I don’t see the benefit of repeating an already existing behavior on yet another object property.

// A contains() example:
element.className.match(/_foobar/);

See: https://developer.mozilla.org/en-US/docs/Web/API/Element.className

briankardell
2014-09-03

Yeah, I think I said it was possible and should be prollyfillable above… I think that the ask was about ergonomics and developer expectations - if developers minds tend to think that contains should accept a regexp and that is easy to accommodate then it’s actually worth it. The only way to really know is to write it up and throw out a prollyfill that sugars it up as it would work and then see if it gets popular.

I’d like to point out, just for the sake of argument, that classList methods actually add no real new capabilities, all methods were established in libraries in a manner similar to the above and it was their popularity and better ergonomics that led to their addition. I agree that this is pretty one to one, but there is literally no harm in someone writing a prollyfill and draft.

feeela
2014-09-03

These methods are finally native implementations of what was possible with several JS libraries before. They are much faster than any JS polyfill. Using yet another regexp logic in a method like contain would decelerate their performance. As far as I can see it, this is primarily a performance issue. In most cases you don’t need the capabilities of a regular expression to find an element by its class name.

Firefox 3.6 Benchmarks

briankardell
2014-09-03

Ok, I don’t want to beat a dead horse here - but I don’t think that performance is why we did classList as much as ergonomics. The perf stuff you link to is measuring thousands of operations. Of course it’s faster, and good.

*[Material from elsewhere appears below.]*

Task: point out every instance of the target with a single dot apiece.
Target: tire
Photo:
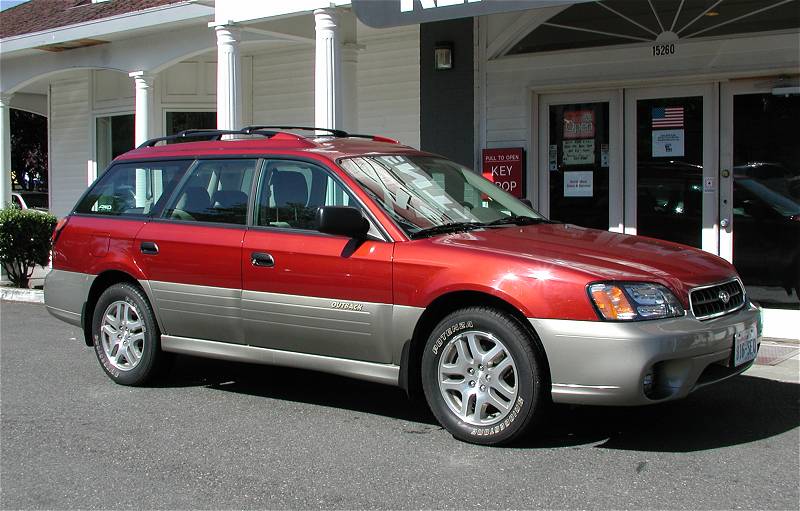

And if you simply delegate to the native in the case that it is not a regexp, yes it will still be slower, but it’s actually very close - you can measure it yourself. And it would be about the same price for a regexp of doing tests on classname… And of course, if it was popular and ergonomic, that would become native too… So - I don’t see a perf argument to be had here, personally. I think we can agree to disagree if necessary though.

FremyCompany
2014-09-04

(+1) I think if your intent is to work with a regular expression, you’d better work with a string and not an array.

jonathantneal
2014-09-05
(function (prototype, slice, nativeContains, nativeRemove) {
	function contains(token) {
		if (typeof token === 'object' && typeof token.test === 'function') {
			return slice.call(this).filter(function (item) {
				return token.test(item);
			});
		}

		return nativeContains.apply(this, arguments);
	}

	function remove(token) {
		if (typeof token === 'object' && typeof token.test === 'function') {
			return slice.call(this).filter(function (item) {
				return token.test(item) && !nativeRemove.call(this, item);
			}, this);
		}

		return nativeRemove.apply(this, arguments);
	}

	nativeContains = prototype.contains;
	nativeRemove = prototype.remove;

	prototype.contains = contains;
	prototype.remove = remove;
})(DOMTokenList.prototype, Array.prototype.slice);

Something like this? If there’s actually any demand for this, consider it CC0, and I’ll throw it on GitHub. My feature-creep brain says this is just one step away from accepting your own methods.